The sensible selection of a house and good security awareness by everyone in it are key to strong residential security. The UN’s Home Security Scheme entitles all internationally recruited staff to the services of a private security firm at their agency’s expense.The following tips will help you in protecting you and your family at home.
Choosing a House
- Try to find a house that is not too isolated and has other occupied properties around it.
- Try to avoid houses that back onto areas of forest or farms that could allow intruders a concealed approach and easy getaway.
- Avoid opulent and ostentatious homes that look like they contain a lot of expensive personal goods. Making Your House Secure
- The following should be considered as minimal security provisions for your house:
- A 24-hour guard service with a reputable security firm (as recommended by the Security Office).
- A security alarm system with backup service.
- A siren on the roof with a flashing light connected to the alarm system.
- A perimeter fence and solid gate, which cannot be seen through.
- Good perimeter lighting.
- Security bars on the windows, preferably fitted to the inside and set into the walls.
- Solid exterior doors, with strong quality locks and padlocks.
- A ‘safe haven’ area in which all residents can fit in the event of a robbery, with a telephone point and a radio alarm panic button.
- Consider also installing an intruder alarm system linked to your backup alarm system. Security Within the Home
- Try to get to know your neighbours and their house staff.
- Keep dogs, no matter how small, as a deterrent to thieves.

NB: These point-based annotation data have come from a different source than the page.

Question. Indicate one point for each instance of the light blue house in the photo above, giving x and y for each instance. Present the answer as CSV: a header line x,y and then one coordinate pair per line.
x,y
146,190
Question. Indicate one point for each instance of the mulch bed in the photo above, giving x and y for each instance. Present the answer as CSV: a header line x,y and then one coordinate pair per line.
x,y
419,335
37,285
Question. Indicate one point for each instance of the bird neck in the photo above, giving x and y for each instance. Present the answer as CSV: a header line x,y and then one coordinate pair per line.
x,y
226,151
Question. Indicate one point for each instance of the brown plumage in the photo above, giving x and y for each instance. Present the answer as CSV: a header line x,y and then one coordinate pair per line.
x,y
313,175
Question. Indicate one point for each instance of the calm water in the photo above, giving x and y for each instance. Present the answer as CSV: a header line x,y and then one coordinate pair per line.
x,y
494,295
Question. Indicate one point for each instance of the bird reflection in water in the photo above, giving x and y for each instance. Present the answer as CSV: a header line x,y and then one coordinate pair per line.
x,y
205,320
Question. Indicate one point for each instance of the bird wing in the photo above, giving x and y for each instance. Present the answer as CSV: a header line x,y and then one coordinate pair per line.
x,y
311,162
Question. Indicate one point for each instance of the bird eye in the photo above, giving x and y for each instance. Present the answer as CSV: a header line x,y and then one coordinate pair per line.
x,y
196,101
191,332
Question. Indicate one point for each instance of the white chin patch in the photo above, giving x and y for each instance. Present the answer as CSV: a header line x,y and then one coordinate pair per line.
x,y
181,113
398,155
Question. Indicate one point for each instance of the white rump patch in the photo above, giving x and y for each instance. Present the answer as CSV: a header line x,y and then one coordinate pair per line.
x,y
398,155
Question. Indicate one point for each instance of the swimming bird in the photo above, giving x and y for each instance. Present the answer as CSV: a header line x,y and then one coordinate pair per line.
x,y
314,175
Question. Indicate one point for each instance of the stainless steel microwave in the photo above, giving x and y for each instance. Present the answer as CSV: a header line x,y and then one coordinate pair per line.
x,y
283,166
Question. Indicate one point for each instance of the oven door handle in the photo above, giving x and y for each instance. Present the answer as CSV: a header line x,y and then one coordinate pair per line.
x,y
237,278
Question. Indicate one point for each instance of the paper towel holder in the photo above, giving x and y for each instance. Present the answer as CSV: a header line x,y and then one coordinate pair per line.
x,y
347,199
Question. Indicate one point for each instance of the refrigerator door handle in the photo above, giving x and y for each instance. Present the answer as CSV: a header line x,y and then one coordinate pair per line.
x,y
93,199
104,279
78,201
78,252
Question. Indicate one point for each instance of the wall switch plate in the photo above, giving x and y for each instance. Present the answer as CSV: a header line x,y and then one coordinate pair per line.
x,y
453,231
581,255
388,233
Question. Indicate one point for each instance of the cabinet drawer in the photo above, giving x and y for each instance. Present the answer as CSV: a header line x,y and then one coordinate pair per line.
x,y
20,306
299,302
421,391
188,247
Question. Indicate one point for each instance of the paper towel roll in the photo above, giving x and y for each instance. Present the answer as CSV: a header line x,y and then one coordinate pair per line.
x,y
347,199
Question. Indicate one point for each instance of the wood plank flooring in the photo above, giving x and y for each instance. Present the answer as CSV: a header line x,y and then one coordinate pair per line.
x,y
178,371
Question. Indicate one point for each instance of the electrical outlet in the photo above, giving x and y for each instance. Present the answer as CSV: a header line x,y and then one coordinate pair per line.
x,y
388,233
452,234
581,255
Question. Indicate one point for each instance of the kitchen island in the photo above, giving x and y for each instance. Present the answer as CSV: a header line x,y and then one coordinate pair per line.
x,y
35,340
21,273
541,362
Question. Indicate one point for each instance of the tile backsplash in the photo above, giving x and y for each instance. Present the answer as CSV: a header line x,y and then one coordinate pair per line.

- Keep cash and valuables locked in a safe or another secure place, to which only you have the keys.
- Retain all ‘safe haven’ keys in your possession, and never leave them where others can find them.
- Change locks if a key is lost or you have to dismiss any of your house staff.
- Make sure all your staff and babysitters are well acquainted with door opening and telephone answering procedures.
- Do not admit unscheduled tradesmen or other strangers onto your compound, and make sure your staff inform you of any visitors they are receiving.
- Keep trees and bushes trimmed to make it more difficult for intruders to hide themselves or to observe your movements from outside.
- Never leave the house unattended and always lock up when you are out, even for very short periods.
- Keep your main gate locked at all times.